Yeonjun perlahan meraih jemari Beomgyu yang tersematkan cincin berlian darinya, “Saya pun tidak, karena ini pertama kalinya saya dan kamu menikah,” ia kemudian membawa jemari lentik itu untuk ia kecup lembut, “tetapi saya berjanji akan melakukan yang terbaik, saya akan mendukung penuh masa-masa kuliahmu, ketika kamu sudah lulus dan ingin bekerja pun tidak akan saya larang, sebisa mungkin saya tidak akan melakukan hal yang merugikan dan membuat kamu sedih, Beomgyu.”

Hati Beomgyu menghangat, ia juga membawa jemari Yeonjun ke bibirnya untuk ia kecup, “Aku juga bakal berusaha menjadi yang terbaik untuk Om, karena ketika aku ngucap janji suci di depan Om dan semua orang yang liat, aku juga serius banget tentang hal itu.”

Kini kedua netra itu saling bertatapan, menerbitkan dua senyuman cerah di bibir sang insan yang justru sedang tenggelam dalam cinta yang begitu dalam.
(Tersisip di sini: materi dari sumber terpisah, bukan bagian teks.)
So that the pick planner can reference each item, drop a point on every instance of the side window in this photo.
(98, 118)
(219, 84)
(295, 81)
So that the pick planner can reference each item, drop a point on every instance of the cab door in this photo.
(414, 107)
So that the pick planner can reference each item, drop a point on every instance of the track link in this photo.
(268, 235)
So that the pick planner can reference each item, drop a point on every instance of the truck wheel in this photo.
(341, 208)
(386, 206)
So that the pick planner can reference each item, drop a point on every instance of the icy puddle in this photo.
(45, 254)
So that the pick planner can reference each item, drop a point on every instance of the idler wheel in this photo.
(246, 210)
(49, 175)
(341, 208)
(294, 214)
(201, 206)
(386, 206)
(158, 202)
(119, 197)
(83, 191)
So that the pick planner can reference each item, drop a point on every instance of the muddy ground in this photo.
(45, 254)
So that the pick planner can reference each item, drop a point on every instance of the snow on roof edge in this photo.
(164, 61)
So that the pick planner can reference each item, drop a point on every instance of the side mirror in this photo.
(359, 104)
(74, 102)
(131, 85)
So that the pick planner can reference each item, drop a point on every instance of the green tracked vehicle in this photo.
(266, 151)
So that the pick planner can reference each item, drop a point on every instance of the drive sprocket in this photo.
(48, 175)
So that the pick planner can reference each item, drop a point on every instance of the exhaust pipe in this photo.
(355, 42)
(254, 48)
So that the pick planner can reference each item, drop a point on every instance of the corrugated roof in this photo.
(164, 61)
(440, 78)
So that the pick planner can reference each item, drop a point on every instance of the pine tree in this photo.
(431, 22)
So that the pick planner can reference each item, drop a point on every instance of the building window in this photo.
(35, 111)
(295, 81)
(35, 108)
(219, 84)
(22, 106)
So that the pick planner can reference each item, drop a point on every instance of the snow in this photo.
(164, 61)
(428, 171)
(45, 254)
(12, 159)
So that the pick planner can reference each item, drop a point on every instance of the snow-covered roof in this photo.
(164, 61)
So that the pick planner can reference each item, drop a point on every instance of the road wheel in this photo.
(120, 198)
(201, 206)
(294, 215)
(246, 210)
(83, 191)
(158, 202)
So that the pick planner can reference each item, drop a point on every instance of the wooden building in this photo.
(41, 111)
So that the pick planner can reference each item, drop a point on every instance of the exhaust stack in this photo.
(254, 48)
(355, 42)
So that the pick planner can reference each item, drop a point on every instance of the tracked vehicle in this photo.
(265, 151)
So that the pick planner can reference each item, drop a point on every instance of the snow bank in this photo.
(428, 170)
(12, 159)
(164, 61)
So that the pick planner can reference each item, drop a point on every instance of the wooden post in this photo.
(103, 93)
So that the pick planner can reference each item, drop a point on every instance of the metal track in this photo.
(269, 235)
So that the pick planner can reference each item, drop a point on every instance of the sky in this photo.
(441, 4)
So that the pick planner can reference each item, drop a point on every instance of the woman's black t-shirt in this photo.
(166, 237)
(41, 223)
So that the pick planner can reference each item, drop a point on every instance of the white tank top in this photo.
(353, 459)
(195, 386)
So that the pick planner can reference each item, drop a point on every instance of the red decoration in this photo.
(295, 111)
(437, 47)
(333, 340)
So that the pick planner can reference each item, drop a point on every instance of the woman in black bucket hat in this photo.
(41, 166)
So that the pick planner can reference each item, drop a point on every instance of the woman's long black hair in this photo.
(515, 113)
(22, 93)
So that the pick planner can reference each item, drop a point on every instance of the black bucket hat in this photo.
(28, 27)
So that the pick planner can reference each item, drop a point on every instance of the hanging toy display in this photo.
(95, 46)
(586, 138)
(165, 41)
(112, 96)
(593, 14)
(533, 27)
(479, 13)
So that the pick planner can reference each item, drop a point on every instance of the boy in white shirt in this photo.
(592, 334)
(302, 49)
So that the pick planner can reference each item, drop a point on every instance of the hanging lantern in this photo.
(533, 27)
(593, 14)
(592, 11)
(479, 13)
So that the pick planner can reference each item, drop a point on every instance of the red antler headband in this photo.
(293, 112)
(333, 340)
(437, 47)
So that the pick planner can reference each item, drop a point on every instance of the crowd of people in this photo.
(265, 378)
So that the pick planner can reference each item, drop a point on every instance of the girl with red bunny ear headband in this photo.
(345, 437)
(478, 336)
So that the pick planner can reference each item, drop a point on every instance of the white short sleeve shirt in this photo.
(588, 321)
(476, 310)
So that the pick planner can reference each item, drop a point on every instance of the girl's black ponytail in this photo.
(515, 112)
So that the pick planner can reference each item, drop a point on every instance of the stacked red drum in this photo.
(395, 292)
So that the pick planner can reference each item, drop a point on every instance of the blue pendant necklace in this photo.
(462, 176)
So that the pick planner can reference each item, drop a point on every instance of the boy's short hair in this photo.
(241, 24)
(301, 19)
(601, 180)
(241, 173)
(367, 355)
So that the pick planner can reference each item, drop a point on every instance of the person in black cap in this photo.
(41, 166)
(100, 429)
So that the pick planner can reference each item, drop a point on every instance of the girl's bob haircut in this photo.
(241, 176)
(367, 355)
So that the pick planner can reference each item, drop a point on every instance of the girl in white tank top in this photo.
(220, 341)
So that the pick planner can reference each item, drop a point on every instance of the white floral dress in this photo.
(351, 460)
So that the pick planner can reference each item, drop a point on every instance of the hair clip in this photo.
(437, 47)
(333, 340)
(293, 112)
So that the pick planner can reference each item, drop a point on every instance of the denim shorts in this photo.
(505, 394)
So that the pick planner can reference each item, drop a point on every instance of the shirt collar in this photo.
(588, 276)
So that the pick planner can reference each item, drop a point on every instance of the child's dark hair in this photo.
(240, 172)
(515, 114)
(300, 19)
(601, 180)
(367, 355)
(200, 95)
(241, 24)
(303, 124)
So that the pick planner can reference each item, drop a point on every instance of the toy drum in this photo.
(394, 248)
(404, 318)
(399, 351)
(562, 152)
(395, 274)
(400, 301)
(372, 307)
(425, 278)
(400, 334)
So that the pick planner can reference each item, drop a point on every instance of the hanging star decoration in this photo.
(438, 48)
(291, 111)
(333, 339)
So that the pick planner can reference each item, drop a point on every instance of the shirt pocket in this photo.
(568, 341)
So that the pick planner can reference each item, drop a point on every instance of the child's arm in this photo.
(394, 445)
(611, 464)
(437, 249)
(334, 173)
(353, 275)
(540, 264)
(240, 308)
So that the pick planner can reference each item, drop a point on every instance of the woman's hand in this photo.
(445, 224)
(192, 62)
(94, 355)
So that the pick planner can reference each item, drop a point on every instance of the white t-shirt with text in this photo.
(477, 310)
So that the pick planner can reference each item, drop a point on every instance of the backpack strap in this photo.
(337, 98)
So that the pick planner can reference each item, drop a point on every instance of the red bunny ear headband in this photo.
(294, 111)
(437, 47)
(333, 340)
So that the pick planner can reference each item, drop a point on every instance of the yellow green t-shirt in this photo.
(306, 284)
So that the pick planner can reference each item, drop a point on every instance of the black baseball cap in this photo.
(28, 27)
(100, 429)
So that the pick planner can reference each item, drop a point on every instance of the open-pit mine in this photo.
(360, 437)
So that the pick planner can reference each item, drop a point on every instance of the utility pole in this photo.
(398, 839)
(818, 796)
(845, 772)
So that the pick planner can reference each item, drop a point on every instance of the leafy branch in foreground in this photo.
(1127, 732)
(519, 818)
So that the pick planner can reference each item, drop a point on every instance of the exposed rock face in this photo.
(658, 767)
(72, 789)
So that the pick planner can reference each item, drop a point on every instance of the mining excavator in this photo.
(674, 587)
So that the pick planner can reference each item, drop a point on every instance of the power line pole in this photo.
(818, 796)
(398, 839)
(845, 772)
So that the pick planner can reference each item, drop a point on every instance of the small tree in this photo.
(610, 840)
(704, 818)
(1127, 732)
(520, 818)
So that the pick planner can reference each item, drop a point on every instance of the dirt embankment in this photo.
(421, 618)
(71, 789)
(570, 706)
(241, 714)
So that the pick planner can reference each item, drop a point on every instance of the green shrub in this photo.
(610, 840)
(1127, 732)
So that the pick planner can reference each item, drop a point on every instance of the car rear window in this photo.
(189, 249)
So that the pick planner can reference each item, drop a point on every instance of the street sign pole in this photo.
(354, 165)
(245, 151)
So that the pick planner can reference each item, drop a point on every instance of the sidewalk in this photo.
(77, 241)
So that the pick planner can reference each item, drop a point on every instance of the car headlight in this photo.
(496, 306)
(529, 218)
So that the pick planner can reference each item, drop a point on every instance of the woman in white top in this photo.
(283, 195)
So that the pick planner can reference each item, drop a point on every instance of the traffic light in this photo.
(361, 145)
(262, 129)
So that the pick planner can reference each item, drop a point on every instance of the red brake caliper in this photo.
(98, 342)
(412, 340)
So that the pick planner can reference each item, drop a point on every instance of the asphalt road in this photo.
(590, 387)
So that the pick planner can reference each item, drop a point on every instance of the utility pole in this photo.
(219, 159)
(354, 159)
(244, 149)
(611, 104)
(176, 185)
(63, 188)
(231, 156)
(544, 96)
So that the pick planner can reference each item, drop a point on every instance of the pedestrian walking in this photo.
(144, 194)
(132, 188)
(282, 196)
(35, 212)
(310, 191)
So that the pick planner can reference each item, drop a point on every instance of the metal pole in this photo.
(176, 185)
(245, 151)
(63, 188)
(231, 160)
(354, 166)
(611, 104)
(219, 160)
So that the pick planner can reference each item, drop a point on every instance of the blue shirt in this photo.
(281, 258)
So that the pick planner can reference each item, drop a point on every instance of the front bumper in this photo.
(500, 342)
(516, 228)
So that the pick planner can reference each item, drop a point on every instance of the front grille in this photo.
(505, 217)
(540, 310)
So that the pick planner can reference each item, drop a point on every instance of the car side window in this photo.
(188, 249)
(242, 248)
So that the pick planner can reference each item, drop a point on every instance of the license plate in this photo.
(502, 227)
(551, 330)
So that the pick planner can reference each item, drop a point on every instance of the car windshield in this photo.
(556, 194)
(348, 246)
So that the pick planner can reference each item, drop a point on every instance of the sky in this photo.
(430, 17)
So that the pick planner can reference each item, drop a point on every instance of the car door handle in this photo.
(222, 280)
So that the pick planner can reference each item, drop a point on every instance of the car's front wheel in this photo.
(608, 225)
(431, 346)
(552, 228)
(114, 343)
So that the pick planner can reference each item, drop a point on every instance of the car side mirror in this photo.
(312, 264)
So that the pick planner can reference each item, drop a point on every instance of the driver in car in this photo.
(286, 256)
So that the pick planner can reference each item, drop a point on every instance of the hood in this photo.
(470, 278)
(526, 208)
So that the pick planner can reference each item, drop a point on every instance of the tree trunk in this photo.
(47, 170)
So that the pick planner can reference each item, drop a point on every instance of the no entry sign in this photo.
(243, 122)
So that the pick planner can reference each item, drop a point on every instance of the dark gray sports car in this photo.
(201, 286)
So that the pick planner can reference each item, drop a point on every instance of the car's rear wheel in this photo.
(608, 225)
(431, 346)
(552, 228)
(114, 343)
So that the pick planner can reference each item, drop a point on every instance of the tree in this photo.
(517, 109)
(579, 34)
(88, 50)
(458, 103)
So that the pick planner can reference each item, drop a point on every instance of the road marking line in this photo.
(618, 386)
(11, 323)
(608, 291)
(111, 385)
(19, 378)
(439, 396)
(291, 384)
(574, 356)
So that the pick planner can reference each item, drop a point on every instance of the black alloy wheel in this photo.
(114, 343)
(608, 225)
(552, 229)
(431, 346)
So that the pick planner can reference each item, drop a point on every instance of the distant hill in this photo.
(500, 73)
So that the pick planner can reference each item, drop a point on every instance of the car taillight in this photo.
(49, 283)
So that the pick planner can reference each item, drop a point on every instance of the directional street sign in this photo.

Entah terbawa suasana atau memang keinginan hati, tanpa menunggu waktu lama lagi kedua bibir itu sudah kembali bertemu untuk ke sekian kalinya.

EHEM! Pengantin baru kalo ciuman emang gak kenal tempat, ya?”

Terkejut mendengar suara lain yang tentunya bukan berasal dari mereka berdua, Beomgyu reflek mendorong Yeonjun cukup kuat dan langsung membelalakkan matanya begitu melihat siapa yang tiba-tiba ada di depan mereka saat ini.

“Sunoo? Kamu-”

“Iya, iya, maaf ngagetin banget datengnya mana malem-malem juga,” Sunoo mengangkat sebuah bingkisan besar di tangannya, “aku mau ngasih ini sebagai hadiah atas pernikahan kalian.”

Yeonjun langsung berdiri dan diikuti oleh Beomgyu yang saling salah tingkah. Memangnya siapa yang tidak terkejut ketika asyik bermesraan ada tamu yang datang di rumahnya? Sebenarnya salah Yeonjun sendiri karena rumah baru ini memang belum mempunyai pagar besar seperti rumah milik papanya.

“Terima kasih, Sunoo. Maaf merepotkan kamu malam-malam begini, kenapa kamu tidak berkabar terlebih dahulu?”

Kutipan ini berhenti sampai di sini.